OBGYN.net Women and Patients - Book Review

"Understanding and Teaching OPTIMAL FOETAL POSITIONING"
by Jean Sutton and Pauline Scott

As a lay midwife trained through the apprenticeship model with many different midwives, I was lucky to be taught a few tricks for turning a posterior baby; well known to make birth arduous and make the most arduous midwife cry! I presumed that all midwives knew these tricks, and was surprised to meet a UK trained midwife in 1994 who had not been taught any tricks. I have since deduced that those taught in the medical model who are able to use pitocin and forceps and of course the epidural find that often these work and are less likely to have been in home situations where this would mean a hospital transport Unfortunately, they don't always work and the incidence of primips ending up with FTP and cesareans is high in the OP group.
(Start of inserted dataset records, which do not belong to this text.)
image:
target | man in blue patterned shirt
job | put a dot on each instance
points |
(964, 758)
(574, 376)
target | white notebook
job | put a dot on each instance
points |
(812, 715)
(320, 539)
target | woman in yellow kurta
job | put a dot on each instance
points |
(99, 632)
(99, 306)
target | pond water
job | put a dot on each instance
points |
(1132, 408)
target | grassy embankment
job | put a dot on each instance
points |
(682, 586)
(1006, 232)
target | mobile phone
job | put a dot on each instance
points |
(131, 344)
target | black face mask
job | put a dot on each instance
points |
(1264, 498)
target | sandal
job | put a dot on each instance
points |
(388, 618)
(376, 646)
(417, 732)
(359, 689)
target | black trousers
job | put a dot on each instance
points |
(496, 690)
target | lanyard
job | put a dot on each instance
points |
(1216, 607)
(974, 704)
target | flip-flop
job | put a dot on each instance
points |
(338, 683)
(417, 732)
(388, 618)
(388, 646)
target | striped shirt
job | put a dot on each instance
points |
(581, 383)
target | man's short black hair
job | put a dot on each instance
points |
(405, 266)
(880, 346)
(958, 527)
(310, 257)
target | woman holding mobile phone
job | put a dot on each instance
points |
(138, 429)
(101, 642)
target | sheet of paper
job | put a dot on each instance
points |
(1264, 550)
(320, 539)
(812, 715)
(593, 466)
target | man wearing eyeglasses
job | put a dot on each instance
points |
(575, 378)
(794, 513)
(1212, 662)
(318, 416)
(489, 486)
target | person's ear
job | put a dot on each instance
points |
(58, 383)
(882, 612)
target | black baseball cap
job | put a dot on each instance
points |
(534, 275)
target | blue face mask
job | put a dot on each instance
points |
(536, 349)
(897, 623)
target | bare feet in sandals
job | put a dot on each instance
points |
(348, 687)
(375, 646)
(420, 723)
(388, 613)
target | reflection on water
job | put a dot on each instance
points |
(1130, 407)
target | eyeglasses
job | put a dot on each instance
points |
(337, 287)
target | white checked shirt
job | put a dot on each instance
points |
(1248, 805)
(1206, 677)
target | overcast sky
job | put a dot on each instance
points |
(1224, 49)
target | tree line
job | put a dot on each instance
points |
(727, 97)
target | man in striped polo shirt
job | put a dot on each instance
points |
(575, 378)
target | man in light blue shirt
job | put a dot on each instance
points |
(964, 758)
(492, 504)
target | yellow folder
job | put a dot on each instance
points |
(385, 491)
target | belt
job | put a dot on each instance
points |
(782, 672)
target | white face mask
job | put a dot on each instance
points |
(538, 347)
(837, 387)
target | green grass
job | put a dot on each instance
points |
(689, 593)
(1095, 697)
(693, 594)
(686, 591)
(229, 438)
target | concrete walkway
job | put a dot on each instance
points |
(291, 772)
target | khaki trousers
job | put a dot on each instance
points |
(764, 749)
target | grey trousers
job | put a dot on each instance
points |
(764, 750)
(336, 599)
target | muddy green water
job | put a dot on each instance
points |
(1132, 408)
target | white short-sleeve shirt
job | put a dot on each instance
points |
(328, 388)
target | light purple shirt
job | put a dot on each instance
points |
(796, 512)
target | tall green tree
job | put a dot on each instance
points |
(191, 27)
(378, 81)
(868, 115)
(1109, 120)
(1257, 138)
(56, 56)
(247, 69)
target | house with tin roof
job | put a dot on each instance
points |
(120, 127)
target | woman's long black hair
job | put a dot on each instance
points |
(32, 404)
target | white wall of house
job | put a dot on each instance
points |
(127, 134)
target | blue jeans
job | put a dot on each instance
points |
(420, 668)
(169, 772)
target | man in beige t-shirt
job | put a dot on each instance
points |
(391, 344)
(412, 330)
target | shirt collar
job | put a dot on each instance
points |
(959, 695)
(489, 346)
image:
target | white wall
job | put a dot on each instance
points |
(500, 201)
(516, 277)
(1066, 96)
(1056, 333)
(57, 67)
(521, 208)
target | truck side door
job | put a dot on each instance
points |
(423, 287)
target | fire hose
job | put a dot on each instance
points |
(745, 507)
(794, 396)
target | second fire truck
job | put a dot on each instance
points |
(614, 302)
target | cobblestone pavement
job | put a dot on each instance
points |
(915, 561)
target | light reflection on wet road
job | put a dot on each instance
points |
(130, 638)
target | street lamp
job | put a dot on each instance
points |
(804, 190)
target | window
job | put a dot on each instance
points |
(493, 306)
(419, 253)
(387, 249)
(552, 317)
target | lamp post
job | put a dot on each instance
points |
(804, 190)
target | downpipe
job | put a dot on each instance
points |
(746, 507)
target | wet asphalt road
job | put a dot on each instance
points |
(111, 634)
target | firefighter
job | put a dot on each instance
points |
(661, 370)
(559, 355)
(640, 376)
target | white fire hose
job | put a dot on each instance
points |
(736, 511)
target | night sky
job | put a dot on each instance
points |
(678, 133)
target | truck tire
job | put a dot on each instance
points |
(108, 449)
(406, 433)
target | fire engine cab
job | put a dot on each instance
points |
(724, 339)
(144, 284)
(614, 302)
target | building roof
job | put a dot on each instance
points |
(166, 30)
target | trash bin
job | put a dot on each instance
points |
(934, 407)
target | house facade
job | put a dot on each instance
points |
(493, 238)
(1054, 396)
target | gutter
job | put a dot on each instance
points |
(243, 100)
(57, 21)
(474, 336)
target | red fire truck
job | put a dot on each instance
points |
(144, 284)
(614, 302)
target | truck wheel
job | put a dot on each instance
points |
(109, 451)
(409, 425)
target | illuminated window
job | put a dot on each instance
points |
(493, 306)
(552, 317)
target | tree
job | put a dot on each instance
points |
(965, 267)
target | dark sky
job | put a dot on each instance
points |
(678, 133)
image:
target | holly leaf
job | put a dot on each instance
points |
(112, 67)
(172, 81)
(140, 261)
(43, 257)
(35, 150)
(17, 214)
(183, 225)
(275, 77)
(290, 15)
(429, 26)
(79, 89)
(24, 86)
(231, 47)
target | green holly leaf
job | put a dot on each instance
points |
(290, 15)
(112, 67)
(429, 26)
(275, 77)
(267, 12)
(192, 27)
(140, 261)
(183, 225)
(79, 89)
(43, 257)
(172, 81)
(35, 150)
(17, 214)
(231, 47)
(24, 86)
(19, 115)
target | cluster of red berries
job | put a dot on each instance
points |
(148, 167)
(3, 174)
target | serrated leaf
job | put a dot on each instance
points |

Upon returning to the UK last month, I was delighted to be given a small booklet by a fellow midwife. Apparently, many midwives are using the techniques described in detail with comprehensive diagrams to prevent OP babies, to turn them BEFORE labor and if needed ,what to do in labor. Sutton and Scott, claim that our grandmothers had a lower incidence of OP because they were on their hands and knees a lot and did not recline in sofas or car bucket seats with their knees higher than the pelic outlet. Leg crossing also is accused of restricting the anterior pelvis. The physiology of why any ROA/T baby is more likely to turn OP was the biggest insight as I was able to go over my records and confirm how many of these ROA babies ended up being OP with engagement/ labor. The book describes the anatomy of the pelvis in a way that makes the whole picture come together nicely and is one of the most thorough instructions I've ever gleamed from midwife or OB texts.

The section on "how to turn an OP baby in late pregnancy " includes many tips such as encouraging upright sitting, leaning forward and obvious when you think of it, discouraging deep squats until the baby is in OA and engaged! Modified squats with support are recommended instead. In labor, hands and knees or modified squats are useful .There are several different simple exercises that can also be done.

Any lying or semi reclining positions are to be discouraged. Why OP babies are accompanied by prodromal labor which exhausts a mother is explained in anatomical detail as well as and why first stage takes longer with the often diagnosed "FTP" round about 7cms. The phenomenum that many of us have seen when a woman is in a reclined position during second stage is that she tries to lift her pelvis off the bed. This increases the pelvic outlet and is what women will do naturally if in an unfavorable position. In old midwifery texts, placing two pillows under the woman's bottom was recommended to encourage this arching of the back in lithotomy and dorsal positions and encourages rotation or facilitates an OP birth. The booklet goes on to suggest ways of changing asynclitism, preventing deep transverse arrest and diagnosing/ changing nucal arms/hands which is the first mention of such techniques I have read and would certainly help prevent some of the tears I see with this common "problem". Unfortunately, I do not know who retails this booklet although I will post As soon as I know. Meanwhile if anyone has questions they can E mail me for specifics at Onebornjoy@aol.com. Jean Sutton has toured Europe giving very comprehensive presentations and will undoubtedly do the same for our American friends. if only I could contact her!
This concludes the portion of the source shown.